Reputation: 421
I can't believe how trivial this is, but I can't find any examples where it's not part of a bigger build that just adds further complexity.
I'm putting together a smallish website and while I'm at it, also taking the time to have a play around with some AWS services.
I have a React front-end with no back-end for now, and I'm running it on an EC2 instance. Before everyone starts going crazy telling me it's overkill for what I need, I know I can use Amplify or S3, but like I said, I'm having a play around with something more complex as the project will grow further down the line.
What I want to do...
Run my React front-end on EC2, with some kind of package management (e.g. Forever or PM2 etc) to keep it running when I close my terminal.
Where I'm at...
To my understanding, I need to install Node to serve my React front-end (...but I don't think this is right?).
So, I've:
npm run build
npm start
My problem...
Even though it works, I don't think it's right, and I have an issue.
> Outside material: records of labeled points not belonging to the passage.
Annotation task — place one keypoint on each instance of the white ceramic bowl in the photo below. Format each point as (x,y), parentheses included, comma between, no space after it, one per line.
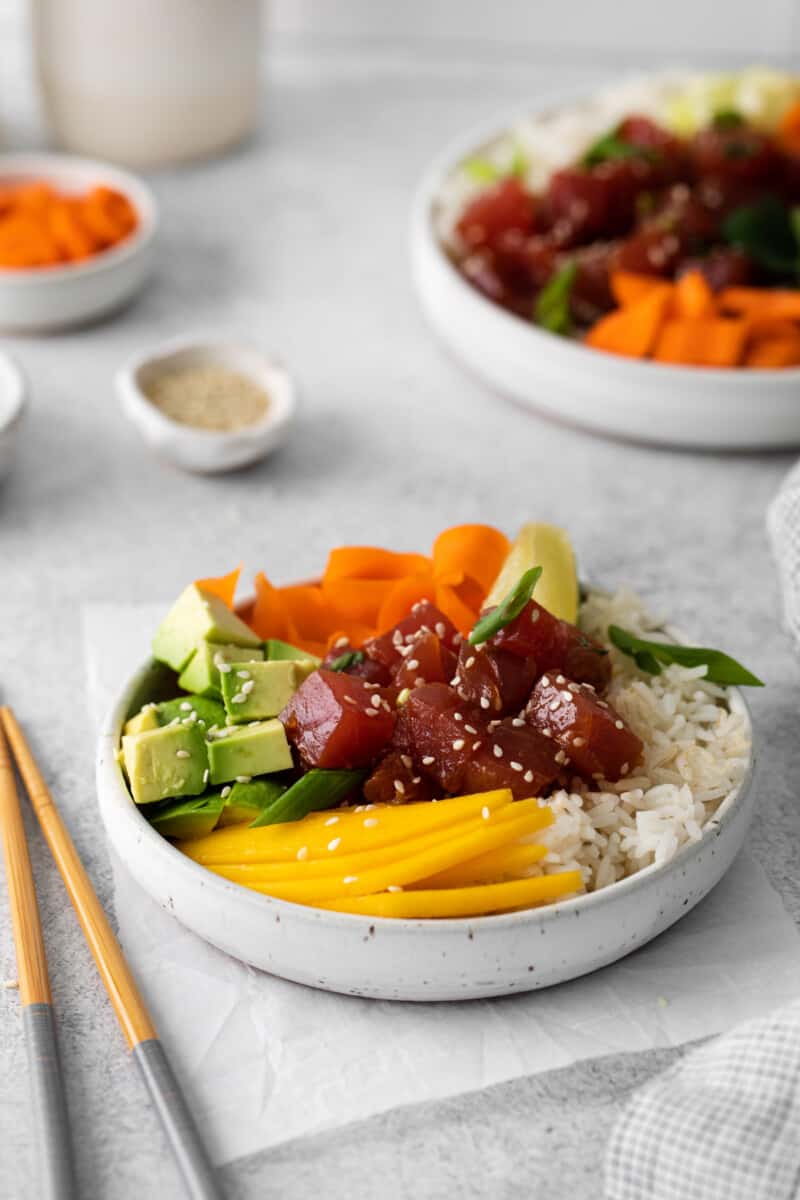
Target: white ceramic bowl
(12,405)
(417,960)
(208,451)
(709,408)
(48,298)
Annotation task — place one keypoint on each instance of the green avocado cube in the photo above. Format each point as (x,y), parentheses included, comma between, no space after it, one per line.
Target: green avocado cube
(258,690)
(190,819)
(190,711)
(277,651)
(166,762)
(202,676)
(145,719)
(248,750)
(245,802)
(198,616)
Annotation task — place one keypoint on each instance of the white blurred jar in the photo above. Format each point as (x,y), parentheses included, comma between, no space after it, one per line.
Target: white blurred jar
(149,82)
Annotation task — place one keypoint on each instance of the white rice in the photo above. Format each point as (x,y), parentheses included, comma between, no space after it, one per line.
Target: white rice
(696,751)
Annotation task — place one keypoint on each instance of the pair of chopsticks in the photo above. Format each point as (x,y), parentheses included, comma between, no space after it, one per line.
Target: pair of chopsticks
(47,1086)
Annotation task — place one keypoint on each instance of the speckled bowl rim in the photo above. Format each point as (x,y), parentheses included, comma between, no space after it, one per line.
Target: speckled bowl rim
(109,772)
(564,349)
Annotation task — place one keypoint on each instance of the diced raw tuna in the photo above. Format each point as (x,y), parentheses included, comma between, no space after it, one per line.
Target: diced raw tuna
(453,743)
(515,756)
(555,646)
(337,721)
(427,659)
(423,617)
(396,780)
(494,679)
(589,732)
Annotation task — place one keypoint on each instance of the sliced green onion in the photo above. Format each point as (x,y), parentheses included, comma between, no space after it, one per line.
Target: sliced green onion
(650,655)
(507,610)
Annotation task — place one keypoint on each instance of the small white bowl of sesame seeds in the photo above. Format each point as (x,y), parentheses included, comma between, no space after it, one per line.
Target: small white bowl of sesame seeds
(12,405)
(208,407)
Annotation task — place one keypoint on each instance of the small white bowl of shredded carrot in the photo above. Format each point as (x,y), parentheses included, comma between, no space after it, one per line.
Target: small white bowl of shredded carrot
(76,240)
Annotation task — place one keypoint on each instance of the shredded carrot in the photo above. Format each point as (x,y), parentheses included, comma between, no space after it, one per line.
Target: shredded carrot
(632,330)
(43,227)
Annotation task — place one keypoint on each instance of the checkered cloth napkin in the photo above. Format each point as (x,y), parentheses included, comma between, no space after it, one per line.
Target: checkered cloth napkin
(722,1123)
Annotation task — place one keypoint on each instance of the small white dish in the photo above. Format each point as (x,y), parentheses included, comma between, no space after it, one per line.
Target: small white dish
(208,451)
(12,405)
(46,299)
(411,960)
(654,402)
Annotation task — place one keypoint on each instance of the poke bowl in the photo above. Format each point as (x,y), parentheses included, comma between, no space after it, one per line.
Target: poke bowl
(627,261)
(438,867)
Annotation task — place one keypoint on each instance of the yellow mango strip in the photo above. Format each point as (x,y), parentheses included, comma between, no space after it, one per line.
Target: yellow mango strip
(277,843)
(405,870)
(335,864)
(462,901)
(497,867)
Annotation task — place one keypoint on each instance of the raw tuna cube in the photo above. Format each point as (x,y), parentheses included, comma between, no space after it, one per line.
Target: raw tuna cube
(423,617)
(427,659)
(433,729)
(396,780)
(555,646)
(589,732)
(494,679)
(335,720)
(511,755)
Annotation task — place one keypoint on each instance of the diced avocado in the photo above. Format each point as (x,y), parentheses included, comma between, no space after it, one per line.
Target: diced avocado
(246,802)
(248,750)
(198,616)
(145,719)
(170,761)
(258,690)
(202,676)
(190,819)
(182,708)
(277,651)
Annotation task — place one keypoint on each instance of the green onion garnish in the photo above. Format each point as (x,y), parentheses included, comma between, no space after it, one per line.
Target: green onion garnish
(507,610)
(649,657)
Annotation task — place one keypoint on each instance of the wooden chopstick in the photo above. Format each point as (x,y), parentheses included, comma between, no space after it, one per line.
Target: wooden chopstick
(54,1158)
(125,996)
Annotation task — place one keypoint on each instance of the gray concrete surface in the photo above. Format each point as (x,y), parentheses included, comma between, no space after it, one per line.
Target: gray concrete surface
(299,241)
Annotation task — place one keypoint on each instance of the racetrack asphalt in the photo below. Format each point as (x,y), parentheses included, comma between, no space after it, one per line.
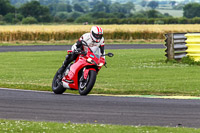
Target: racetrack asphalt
(46,106)
(67,47)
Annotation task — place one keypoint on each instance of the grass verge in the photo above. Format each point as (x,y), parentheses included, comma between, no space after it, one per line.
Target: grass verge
(136,71)
(12,126)
(71,42)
1) I create the build folder to serve the static files, but still run npm start
which is a dev build <- ???
2) When I try and add either Forever or PM2, it doesn't work anymore, as in the site cannot be reached
So what am I doing wrong?
Do I even need Node to only run the front-end?
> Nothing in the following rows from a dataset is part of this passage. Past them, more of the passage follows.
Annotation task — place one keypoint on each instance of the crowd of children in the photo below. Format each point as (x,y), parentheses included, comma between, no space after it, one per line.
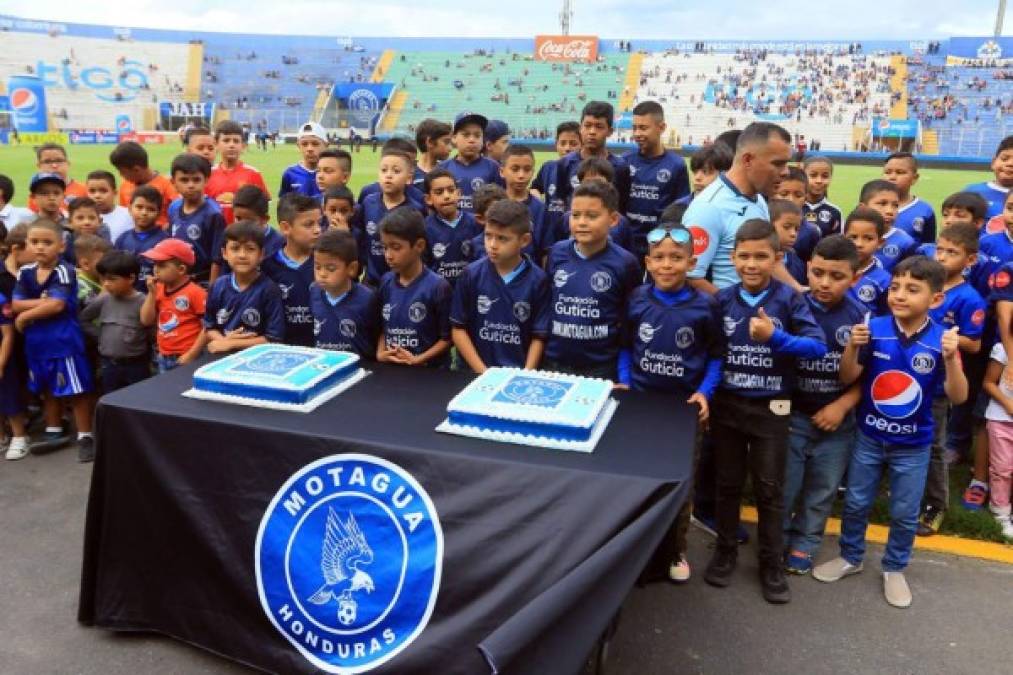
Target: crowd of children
(842,347)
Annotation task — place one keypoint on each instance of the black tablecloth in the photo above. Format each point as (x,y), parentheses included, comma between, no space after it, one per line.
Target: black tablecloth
(541,546)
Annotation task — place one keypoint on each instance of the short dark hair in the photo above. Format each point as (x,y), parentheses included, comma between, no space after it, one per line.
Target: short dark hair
(964,235)
(229,128)
(651,107)
(485,196)
(252,198)
(971,202)
(189,163)
(339,243)
(294,204)
(866,215)
(432,176)
(148,194)
(874,188)
(715,156)
(511,215)
(600,109)
(129,154)
(597,165)
(838,247)
(431,130)
(102,174)
(404,223)
(922,269)
(599,191)
(245,230)
(118,263)
(758,229)
(779,208)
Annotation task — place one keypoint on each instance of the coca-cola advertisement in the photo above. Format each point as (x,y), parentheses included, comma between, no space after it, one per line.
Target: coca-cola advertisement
(565,48)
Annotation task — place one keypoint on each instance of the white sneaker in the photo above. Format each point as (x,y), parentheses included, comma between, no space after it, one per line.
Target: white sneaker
(18,448)
(895,589)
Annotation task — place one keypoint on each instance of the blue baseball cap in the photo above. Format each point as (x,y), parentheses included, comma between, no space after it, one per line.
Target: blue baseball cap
(495,130)
(467,118)
(46,176)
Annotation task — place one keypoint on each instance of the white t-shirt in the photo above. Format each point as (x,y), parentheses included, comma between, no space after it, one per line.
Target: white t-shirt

Where should the React build
folder go?
How do I serve the files?
How do I keep it running?
As I say, it seems so trivial, but the examples I find are also hooking up a database, pulling in things, and hooking up other stuff that I don't need right now, and the documentation doesn't cover it.
Apologies for all the questions, but it saves going back and fore in the comments.
Thanks all :)
Upvotes: 2
Views: 5019
Reputation: 421
Well! After a bit of fiddling, I managed to do what I wanted.
Basically, what I did was:
1) Created a Node file to serve the static files from React's build
folder
2) Installed Node & Forever on EC2
3) Cloned my repo
4) run my Node server file with forever
const express = require('express');
const path = require('path');
const app = express();
const port = 3000;
app.use(express.static(path.join(__dirname, 'build')));
app.get('/', (req, res) => {
res.sendFile(path.join(__dirname, 'build', 'index.html'));
});
app.listen(port, () => console.log(`Running on port ${port}`));
Spin up a default Ubuntu EC2 instance with security groups for:
SSH in to the instance
Install Node. These are the steps I used from AWS' pages here
curl -o- https://raw.githubusercontent.com/nvm-sh/nvm/v0.34.0/install.sh | bash
. ~/.nvm/nvm.sh
nvm install node
node -e "console.log('Running Node.js ' + process.version)"
Install forever
npm install -g forever
Clone the repo
git clone my-repo.git
Change into the newly created directory
cd my-new-directory
Install the project's dependencies
npm i
Create a production version of the React project
npm run build
Run the Node server file we created earlier
forever start server.js
Your site should now be up and running, with Node serving the production ready build from React's build
folder =)
Upvotes: 2
Reputation: 31761
With a static frontend I suppose you could use node, I'd probably not choose to use node for a static website.
Another option would be to install a web server on your EC2 instance like NGINX or Apache. A quick google search will give you plenty of help here - something like "nginx static website".
Since you aren't running a node application PM2 doesn't really make sense. If you ever have a node backend running, you can set up NGINX as an HTTP proxy for your node application.